Perhaps the old Saks space could be converted into a giant-size version of Fireman Randy's bum toilet. Or an indoor biking center.

"Why even bother to go there when you can go to so many other places where you don't have to deal with parking hassles, angry street punks or street blockages?"

Agreed, especially regarding the angry street punks. Now that it's warm, every homeless punk on the west coast has moved downtown. Many of them aggressivley panhandle, cuss loudly, pee on the street, and abuse their captive dogs and cats.

It all adds up to about a 35% chance of having an unpleasant downtown shopping experience. The wife doesn't play those odds anymore, opting instead for the internet or Bridgeport.

(I hate to think that my wife's decision not to shop downtown any more had an effect on Saks' closure. I shudder to think how much money she spent there.)

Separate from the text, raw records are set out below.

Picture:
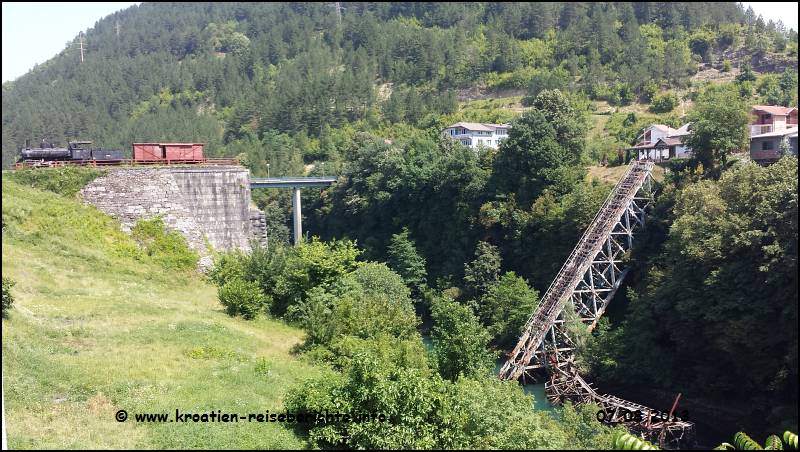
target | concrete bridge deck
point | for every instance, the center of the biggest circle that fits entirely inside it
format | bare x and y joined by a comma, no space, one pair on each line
291,182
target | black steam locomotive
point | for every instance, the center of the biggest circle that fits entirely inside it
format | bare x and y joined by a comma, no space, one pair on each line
75,151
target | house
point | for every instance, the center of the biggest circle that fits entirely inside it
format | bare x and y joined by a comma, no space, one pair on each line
771,126
771,118
474,135
659,142
766,147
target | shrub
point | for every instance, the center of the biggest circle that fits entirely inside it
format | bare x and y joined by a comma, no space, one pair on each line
312,264
167,248
243,298
664,103
726,65
227,267
8,297
65,181
459,341
506,307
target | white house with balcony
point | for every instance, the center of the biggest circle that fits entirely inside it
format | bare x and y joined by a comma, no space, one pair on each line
475,135
659,142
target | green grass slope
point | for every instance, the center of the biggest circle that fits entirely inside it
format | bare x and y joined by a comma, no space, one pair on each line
98,327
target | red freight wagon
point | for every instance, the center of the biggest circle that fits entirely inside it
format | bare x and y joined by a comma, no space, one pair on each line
148,151
167,151
183,151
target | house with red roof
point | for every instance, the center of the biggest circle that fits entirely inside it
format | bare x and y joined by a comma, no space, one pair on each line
475,135
773,130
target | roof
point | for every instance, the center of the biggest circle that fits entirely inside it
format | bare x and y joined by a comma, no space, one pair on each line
661,127
777,133
683,130
665,142
774,109
666,129
483,127
471,126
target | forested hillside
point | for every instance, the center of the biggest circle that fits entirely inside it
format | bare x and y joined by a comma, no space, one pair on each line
470,238
237,76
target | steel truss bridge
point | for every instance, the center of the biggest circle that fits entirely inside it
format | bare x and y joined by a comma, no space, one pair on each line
583,288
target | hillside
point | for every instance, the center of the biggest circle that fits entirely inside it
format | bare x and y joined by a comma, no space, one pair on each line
95,330
260,78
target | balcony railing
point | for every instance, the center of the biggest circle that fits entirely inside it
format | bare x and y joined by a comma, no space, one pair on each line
758,129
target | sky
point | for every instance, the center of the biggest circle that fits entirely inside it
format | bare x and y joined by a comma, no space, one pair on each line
61,22
35,32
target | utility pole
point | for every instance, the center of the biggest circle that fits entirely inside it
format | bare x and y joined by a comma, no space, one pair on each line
338,7
80,37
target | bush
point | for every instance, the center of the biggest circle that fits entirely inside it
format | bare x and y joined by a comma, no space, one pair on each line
65,181
506,307
227,267
8,298
312,264
459,341
726,65
167,248
243,298
664,103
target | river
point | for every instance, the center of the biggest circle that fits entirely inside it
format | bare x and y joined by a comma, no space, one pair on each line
534,389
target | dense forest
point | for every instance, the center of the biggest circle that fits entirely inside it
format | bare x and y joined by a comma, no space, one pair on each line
422,230
231,74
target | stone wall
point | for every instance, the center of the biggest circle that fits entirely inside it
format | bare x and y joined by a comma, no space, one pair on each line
203,203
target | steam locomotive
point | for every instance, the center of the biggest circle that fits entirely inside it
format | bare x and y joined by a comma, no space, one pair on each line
75,151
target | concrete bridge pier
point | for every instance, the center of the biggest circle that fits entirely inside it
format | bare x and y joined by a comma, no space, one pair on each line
295,183
297,216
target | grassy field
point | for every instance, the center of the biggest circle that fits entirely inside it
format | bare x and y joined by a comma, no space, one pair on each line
98,327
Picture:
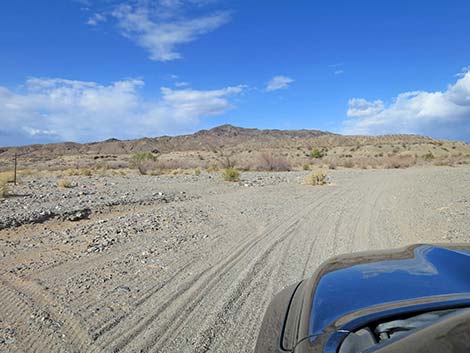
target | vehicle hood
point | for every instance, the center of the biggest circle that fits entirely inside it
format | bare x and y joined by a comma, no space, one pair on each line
348,285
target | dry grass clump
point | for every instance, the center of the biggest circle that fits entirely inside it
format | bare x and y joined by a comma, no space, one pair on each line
66,184
318,177
400,161
231,174
76,172
269,161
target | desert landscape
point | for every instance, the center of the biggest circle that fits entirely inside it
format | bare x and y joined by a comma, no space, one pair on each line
152,246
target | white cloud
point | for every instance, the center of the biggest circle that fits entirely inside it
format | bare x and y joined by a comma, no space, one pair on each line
359,107
443,114
60,109
161,29
278,82
95,19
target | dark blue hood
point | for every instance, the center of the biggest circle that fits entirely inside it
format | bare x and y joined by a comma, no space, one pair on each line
429,272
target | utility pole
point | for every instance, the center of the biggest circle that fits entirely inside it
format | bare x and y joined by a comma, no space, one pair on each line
16,162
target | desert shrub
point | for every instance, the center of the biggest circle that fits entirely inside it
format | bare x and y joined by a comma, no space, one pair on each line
146,167
141,157
63,183
318,177
71,172
75,172
4,188
268,161
347,163
428,157
213,168
316,153
101,165
400,161
231,174
85,172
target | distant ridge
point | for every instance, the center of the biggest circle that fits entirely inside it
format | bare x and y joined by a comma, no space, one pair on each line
220,137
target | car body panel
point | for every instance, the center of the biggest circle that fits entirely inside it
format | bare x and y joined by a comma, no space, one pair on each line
352,291
431,272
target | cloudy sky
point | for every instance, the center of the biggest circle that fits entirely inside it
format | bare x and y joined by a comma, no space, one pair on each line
87,70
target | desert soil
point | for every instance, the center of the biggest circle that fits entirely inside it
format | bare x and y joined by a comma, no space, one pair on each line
189,264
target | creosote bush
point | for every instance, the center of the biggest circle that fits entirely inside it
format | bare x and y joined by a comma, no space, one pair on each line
318,177
231,174
142,161
269,161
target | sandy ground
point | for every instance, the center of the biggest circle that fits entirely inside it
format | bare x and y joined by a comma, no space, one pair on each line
189,264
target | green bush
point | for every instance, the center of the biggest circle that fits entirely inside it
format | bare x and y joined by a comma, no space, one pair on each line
62,183
140,157
231,174
316,178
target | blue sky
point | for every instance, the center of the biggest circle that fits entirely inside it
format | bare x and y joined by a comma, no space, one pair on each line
86,70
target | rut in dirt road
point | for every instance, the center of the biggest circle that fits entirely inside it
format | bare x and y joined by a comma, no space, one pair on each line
203,286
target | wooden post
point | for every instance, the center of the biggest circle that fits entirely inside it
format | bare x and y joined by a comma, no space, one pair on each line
16,162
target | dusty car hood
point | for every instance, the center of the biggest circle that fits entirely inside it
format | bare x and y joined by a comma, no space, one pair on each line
428,272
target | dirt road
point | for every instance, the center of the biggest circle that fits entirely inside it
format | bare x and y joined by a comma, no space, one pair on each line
196,273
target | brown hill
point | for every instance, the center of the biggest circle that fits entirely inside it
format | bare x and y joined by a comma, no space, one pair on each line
245,145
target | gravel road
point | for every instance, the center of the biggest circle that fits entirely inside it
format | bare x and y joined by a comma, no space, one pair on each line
189,264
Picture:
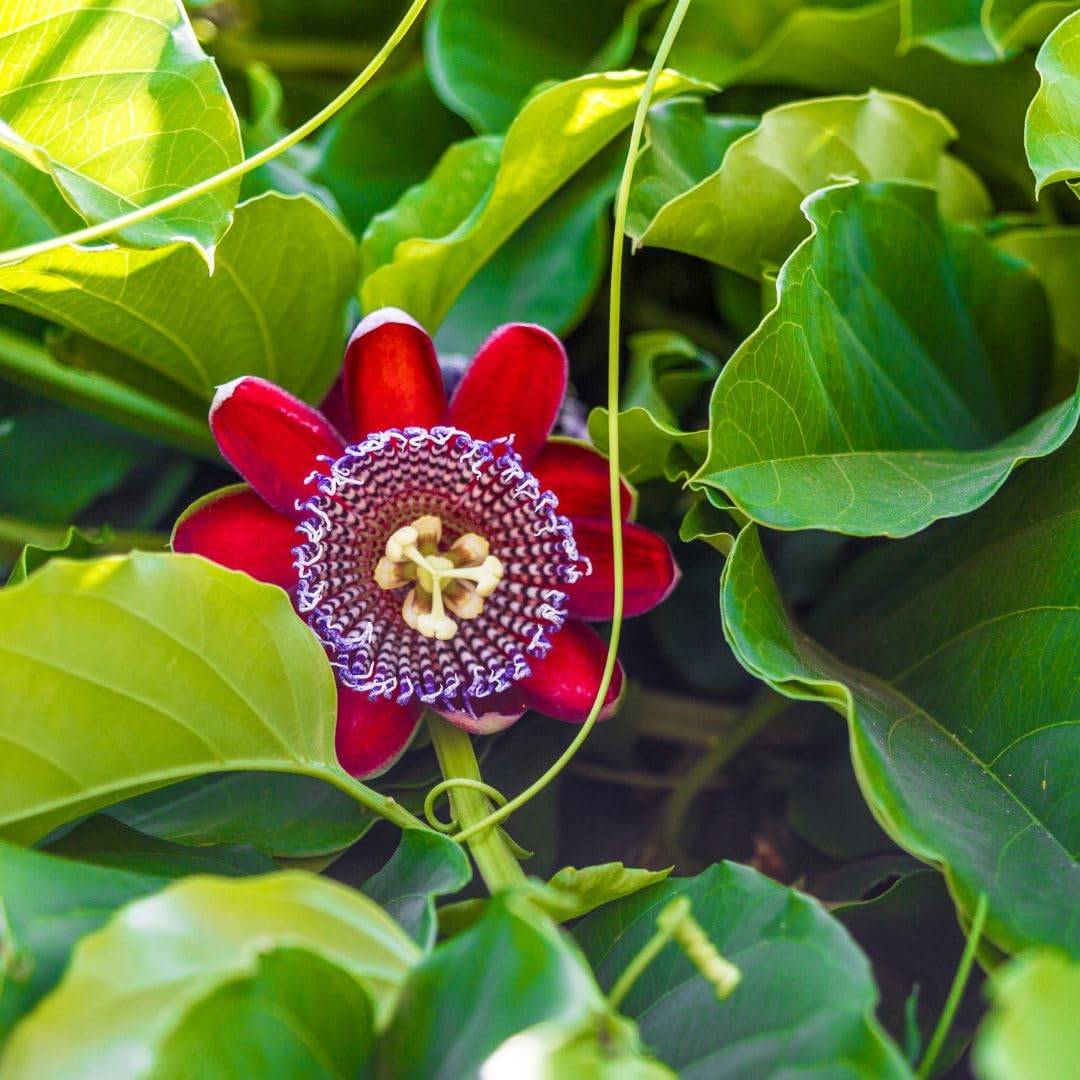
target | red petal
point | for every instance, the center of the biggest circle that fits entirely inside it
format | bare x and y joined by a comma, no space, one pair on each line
514,385
235,528
391,375
649,569
496,712
271,439
373,734
578,474
564,684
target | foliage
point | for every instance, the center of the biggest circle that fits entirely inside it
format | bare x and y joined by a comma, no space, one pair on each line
849,402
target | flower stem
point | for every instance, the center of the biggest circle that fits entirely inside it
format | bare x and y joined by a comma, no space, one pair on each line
496,862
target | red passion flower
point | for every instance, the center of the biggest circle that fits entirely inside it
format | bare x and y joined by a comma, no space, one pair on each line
446,554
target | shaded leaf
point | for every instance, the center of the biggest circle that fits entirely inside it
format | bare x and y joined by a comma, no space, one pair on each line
874,403
805,1001
143,122
247,685
933,647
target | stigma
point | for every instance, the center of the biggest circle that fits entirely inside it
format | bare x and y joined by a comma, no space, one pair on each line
443,583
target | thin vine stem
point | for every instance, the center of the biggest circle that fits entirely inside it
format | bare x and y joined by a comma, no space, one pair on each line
615,325
234,172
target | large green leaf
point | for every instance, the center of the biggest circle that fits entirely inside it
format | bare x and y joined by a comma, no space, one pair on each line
429,269
875,402
535,42
874,136
256,314
508,972
1031,1029
278,969
126,674
953,657
850,48
805,1003
1052,132
46,904
138,123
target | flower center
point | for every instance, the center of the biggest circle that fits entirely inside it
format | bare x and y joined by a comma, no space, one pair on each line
459,580
433,566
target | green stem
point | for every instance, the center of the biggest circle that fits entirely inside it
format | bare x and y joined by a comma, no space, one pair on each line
959,982
233,173
496,862
761,711
615,494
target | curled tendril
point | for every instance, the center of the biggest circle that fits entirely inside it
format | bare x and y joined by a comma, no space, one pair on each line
477,785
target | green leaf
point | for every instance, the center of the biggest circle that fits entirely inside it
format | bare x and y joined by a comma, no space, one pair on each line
286,815
46,904
75,544
256,314
283,962
879,402
142,122
1016,24
928,647
105,841
508,972
850,48
430,268
1030,1029
225,677
426,864
1052,131
874,136
805,1002
953,27
534,42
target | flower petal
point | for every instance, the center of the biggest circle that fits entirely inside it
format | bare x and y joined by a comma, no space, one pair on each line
514,386
564,684
233,527
578,474
391,375
372,734
271,439
495,713
649,569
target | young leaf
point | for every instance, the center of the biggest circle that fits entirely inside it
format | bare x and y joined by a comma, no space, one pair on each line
1052,133
126,674
806,995
256,314
874,136
430,269
142,122
877,403
284,968
948,655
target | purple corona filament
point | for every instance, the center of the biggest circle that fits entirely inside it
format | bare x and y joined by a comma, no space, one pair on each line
390,480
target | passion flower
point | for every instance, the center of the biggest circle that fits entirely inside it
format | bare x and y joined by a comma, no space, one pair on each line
447,555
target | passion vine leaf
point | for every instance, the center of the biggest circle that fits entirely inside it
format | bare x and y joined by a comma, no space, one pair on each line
877,403
428,270
1052,132
143,122
872,136
537,42
294,964
806,997
949,657
88,717
427,864
1030,1029
851,49
508,972
46,904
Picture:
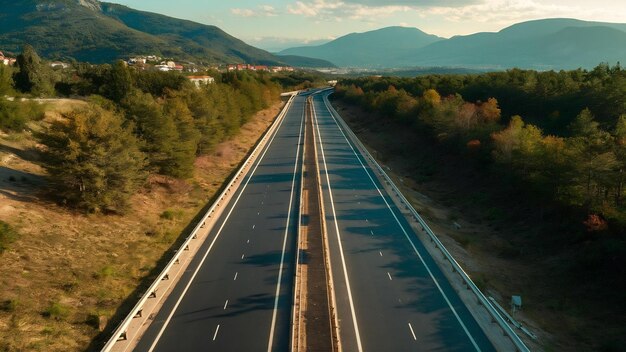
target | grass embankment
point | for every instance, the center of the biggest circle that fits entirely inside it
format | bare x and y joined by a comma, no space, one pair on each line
66,273
505,243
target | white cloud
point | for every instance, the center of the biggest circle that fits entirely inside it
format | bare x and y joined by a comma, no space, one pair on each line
261,11
324,10
414,3
242,12
502,11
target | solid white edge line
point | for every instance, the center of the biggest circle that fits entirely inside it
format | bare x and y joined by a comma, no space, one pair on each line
217,235
343,259
216,331
412,332
282,257
405,232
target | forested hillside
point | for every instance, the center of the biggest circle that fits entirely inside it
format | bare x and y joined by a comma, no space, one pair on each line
103,169
137,123
546,153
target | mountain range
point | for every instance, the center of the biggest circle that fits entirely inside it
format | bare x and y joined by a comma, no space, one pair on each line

The mysterious shopping habits of The Boss notwithstanding, it's a big mistake for the city to borrow loads of money for infrastructure improvements, but not do anything to get the angry homeless punks out of downtown. Portland needs to do something (short of murder or slavery) to shake its reputation as an oasis for angry street kids.

The posters on this blog that suggest downtown Portland is great and that it was the economy that took out Saks, or that Saks is not a Portland kind of store have their head in the sand. Portland’s downtown retail area was suffering because of the influx of suburban shopping centers in the 1970’s and was revitalized in the early 80’s. Pioneer Place was the capstone of that development. The 1980’s ushered in not only large national brands like Saks, Ann Taylor, William Sonoma, Ross and Brookstone which ran the gamut of tastes and budgets, but we also had a vibrant Galleria, a lively Morgan’s Ally, the Big Bang, a downtown Escape from NY Pizza and countless small independent shops that all added to the vitality of the core. Yes, recessions and bad management took the toll on some of these retailers. What really sucked the vitality out of Portland was the constant central planning of the Katz and Adams regimes. Potter doesn’t count as he was an idiot and let the Katz-Adams crowd run amok. This central planning destroyed the ability of shoppers to come downtown because of obstacles in traffic management, construction and the availability of convenient parking. They also added the highest system access charges in the region to make it virtually impossible for a small business to get a start. The new transit mall was one of the last nails in the coffin of downtown. The mall’s three year construction time table killed off many small businesses and now because of the inability to make turns across the tracks there are countless places where an eight block detour is necessary just to get to the other side of the block. The logistics of delivering supplies to a business downtown is utterly insane. The city also installed bike racks and benches on the sidewalk in front of truck loading zones making it difficult to unload a truck. Then along came morons like Nick Fish who has such a soft heart for the homeless and lets them and the punks run roughshod all over the city. The city then decides to spend twenty three million on a day center to attract even more street people. This is sheer idiocy. That money should have been spent to turn Wapato into a mental health center and actually treat the street people instead of maintaining them. It took 30 years to run Portland into the ground and it will take another thirty to bring it back. Getting rid of the current regime when they come up for reelection is a good start.

A co-worker who knows a couple of clerks at Saks says they reported that the landlord (the now bankrupt and possibly soon-to-be sold General Growth Properties) wanted Saks to sign a 20-year lease. That may have played a role, as well.

And, John Benton, I would agree with you, and add that the original Max installation also took a toll on businesses, especially along the 1st avenue alignment - the building where Great Harvest is located used to be a vibrant retail hub with several interesting, small local stores. The construction of light rail turned that building into mostly vacant space.